A key element of the President's latest announcement is the expansion of an existing collaboration between the 21st Community Learning Centers (21st CCLC) initiative, the principal federal funding stream for afterschool and summer learning programs, and the National Aeronautics and Space Administration (NASA). That collaboration began in the form of a pilot project in 2013, providing STEM (science, technology, engineering and math) experiences to students at 20 21st CCLC sites in three states. The expanded effort will bring in four new federal partners in addition to NASA: the Department of Education, the National Parks Service, the Institute of Museum and Library Services and the National Oceanic and Atmospheric Administration (NOAA). It will now reach more than 200 sites across 25 states, providing what the White House describes as "high-quality, hands-on, inquiry-based STEM activities, as well as opportunities to connect directly with STEM professionals, to cultivate interest in the field and enhance college and career readiness."
Afterschool programs are increasingly recognized as vital to STEM education in the United States. Indeed, in recent years, education thought leaders have moved toward the model of a "learning ecosystem," recognizing the role that multiple educational institutions play in engaging and teaching all students. The model involves intentionally harnessing the unique contributions of schools, afterschool and summer learning programs, museums and science centers, libraries, and other community organizations, while providing a pathway for student learning from preschool through high school graduation.
On one level, the President's push to improve STEM education, and computer science education in particular, is about preparing the nation's economy for the future. According to the Bureau of Labor Statistics, about 3.9 million Americans work in computer and information technology fields. Beyond that, however, 7.7 million U.S. workers say their current jobs require them to use computers in complex ways. Those numbers will only grow in the years to come, and rapidly at that, as we prepare the nation's future workforce for an economy that will depend on cloud computing; "big data" storage, collection and analysis; ever more powerful computers and cell phones; and the "internet of things."

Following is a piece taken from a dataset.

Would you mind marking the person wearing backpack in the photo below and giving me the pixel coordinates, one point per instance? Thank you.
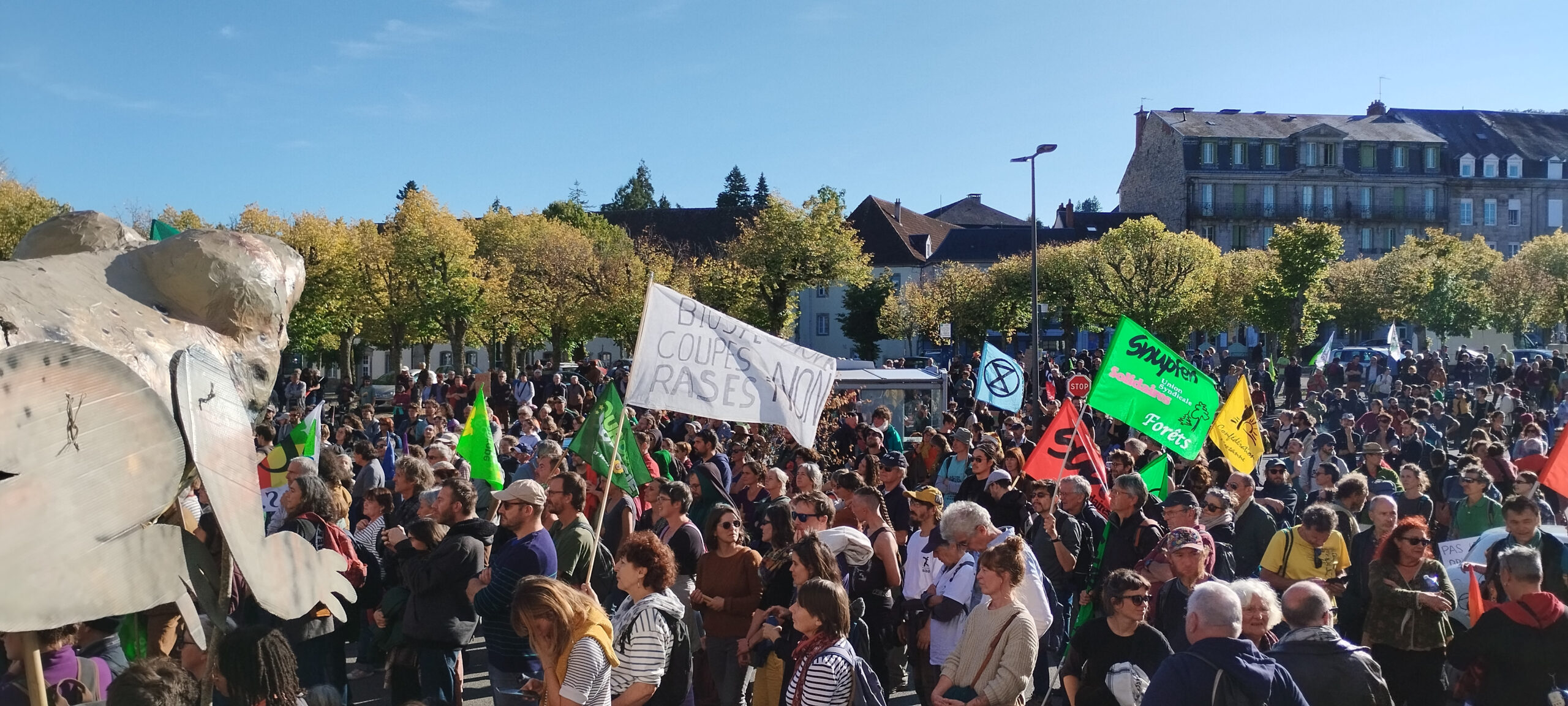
(651, 643)
(1220, 667)
(69, 680)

Equally important to readying the future workforce is making sure that the opportunities for such preparation are made available to all our students, not just those in financially comfortable school systems. As the Afterschool Alliance's new report on computer science education points out, African American, Hispanic and lower income students are much less likely than other students to have computer science learning opportunities in their schools. In general, computer science education is the exception, not the rule, with just 40 percent of principals reporting that computer science classes are offered in their schools. But for minority and low-income students, opportunities are even less readily available. Similarly, students at rural and small-town schools are less likely to have computer science classes available to them.
That makes the work done by afterschool programs all the more important, which is why expanding 21st CCLC partnerships to include additional afterschool programs is such an exciting opportunity. Afterschool and summer learning programs are ideally suited for STEM education, because they offer the time and space for students to roll up their sleeves and dig in to robotics, computer programming, rocketry and more. They also let students engage one-to-one with STEM professionals in their communities. As a result, students with access to STEM in afterschool programs can not only become interested in STEM, but can develop the kind of tangible skills and proficiencies that will help prepare them for the workforce. More than that, they can come to see themselves as future contributors to the various STEM revolutions reshaping our lives on a seemingly daily basis, thus imagining careers in STEM.
As important as these new initiatives are, they are only the beginning of what will be needed to make sure all children have ready access to the STEM education they'll need to thrive in the 21st century economy. That is clearly a priority for the outgoing President, and we'll work hard to ensure the incoming President and his team recognize the necessity of STEM education and the role afterschool and summer learning programs play in delivering it. The workforce of tomorrow and our nation as a whole will be better off if they do.